Haviam outros carros velhos encostados ali, mas a verdade era que o Gol estava em melhor estado mesmo. No outro lado da rua de terra que ficava em frente ao terreno, tinha um velho sentado embaixo de uma árvore, comendo uma manga.

Fora ele, nenhuma alma viva além de nós dois.

No terreno tinha de tudo, desde carcaças enferrujadas de carros desmanchados a caçambas com entulho e uma montanha de garrafas pet prontas para a reciclagem.

Acendi mais um cigarro.

— E você larga o carro num lugar desses? — Raul quis saber.

Ergui os ombros.

— Não me serve de nada.

— Então arruma ele pra mim, porra.

— Se o carro fosse meu, eu arrumava.

— Ué... e é de quem?

— Quem sabe — passei a mão pelo capô. — No momento, não é de ninguém, embora esteja sob meus cuidados.

— Entendi porra nenhuma.

Eu ri.

— Tava no pátio do Detran e foi selecionado pra ir a leilão, pra quitar as dívidas do antigo dono. Mas tinha um pessoal lá nesse Detran que tava me devendo uns bagulho aí e acharam uma boa me dar o carro. Só que esse processo de transferência do antigo dono pra quem fosse arrematar nunca foi concluído por eles terem resolvido me dar o carro e agora é como se ele não estivesse registrado no nome de ninguém.

Por uns momentos, Raul se limitou a olhar pro carro, depois pra mim, pro carro de novo e pra mim, sem abrir a boca.

— É... eu já tava esperando que fosse isso que a gente ia fazer mesmo — desabafou, indo até a porta do passageiro. — Será que ele pega ainda?

— Eu já tinha me certificado disso.

— Então, bora resolver essa treta logo.

Entrei no carro e fomos até o bairro que o Raul tinha dito que o Lucas tava morando agora.
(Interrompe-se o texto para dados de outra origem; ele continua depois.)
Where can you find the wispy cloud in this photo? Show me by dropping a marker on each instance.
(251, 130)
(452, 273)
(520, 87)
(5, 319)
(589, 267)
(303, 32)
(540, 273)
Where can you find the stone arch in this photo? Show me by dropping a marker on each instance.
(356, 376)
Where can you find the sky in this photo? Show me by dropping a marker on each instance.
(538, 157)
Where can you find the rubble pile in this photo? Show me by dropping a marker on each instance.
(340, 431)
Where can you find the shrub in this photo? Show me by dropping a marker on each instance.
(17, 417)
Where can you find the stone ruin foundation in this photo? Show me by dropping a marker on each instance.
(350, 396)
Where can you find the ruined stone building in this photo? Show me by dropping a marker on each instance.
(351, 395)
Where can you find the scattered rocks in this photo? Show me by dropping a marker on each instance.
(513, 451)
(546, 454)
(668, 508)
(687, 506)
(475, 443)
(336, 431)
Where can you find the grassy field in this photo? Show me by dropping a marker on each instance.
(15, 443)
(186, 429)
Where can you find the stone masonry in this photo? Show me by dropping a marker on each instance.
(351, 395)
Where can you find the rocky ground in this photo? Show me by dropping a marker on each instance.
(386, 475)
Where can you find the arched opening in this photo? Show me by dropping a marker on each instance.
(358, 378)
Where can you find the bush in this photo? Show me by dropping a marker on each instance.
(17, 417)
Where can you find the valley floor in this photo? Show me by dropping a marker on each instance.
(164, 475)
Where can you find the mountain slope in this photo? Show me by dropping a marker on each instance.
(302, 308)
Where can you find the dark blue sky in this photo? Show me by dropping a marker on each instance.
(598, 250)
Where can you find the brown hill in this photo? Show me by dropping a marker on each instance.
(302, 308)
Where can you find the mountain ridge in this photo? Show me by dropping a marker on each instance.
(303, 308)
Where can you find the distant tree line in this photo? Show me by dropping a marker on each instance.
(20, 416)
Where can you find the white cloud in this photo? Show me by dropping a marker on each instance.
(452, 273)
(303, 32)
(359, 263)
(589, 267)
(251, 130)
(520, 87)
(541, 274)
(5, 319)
Uma quebradinha bem complicada no extremo leste da capital que eu me lembro de já ter ido uns anos atrás com o Roberto pra resolver uma treta do comando.

Apesar do mar de tijolos vermelhos, das ruas apertadas e do pessoal descompensado que morava por ali, era um lugar no qual eu me sentia à vontade.

— Ele tá sempre nesse bar aí — comentou, assim que chegamos no lugar, apontando pro barzinho mais adiante que era movimentado pra porra.

— 'Cê é louco, caralho. O bagulho aí lotado às duas da tarde de uma terça-feira e você vem me dizer que ele não tá preocupado com alguém seguindo ele — reclamei, recostando a cabeça no banco. — Num lugar desses, até eu ia ficar de boa com relação a ter alguém me seguindo.

— Então, vamo' lá pra frente da casa dele.

— Não. Melhor aqui — eu disse. — Lá na casa dele, o cuzão pode ficar mais cauteloso por causa da família.

— Você que sabe.

E ficamos ali por mais ou menos quinze minutos, esperando, até que um louco surgiu do nada batendo na janela do carro, no meu lado. Abaixei o vidro com tudo.

— Que porra é essa, maluco? — exclamei.

— É que faz mó tempo que vocês dois tão encostados aí e nem saíram do carro... — a cara dele não me era estranha.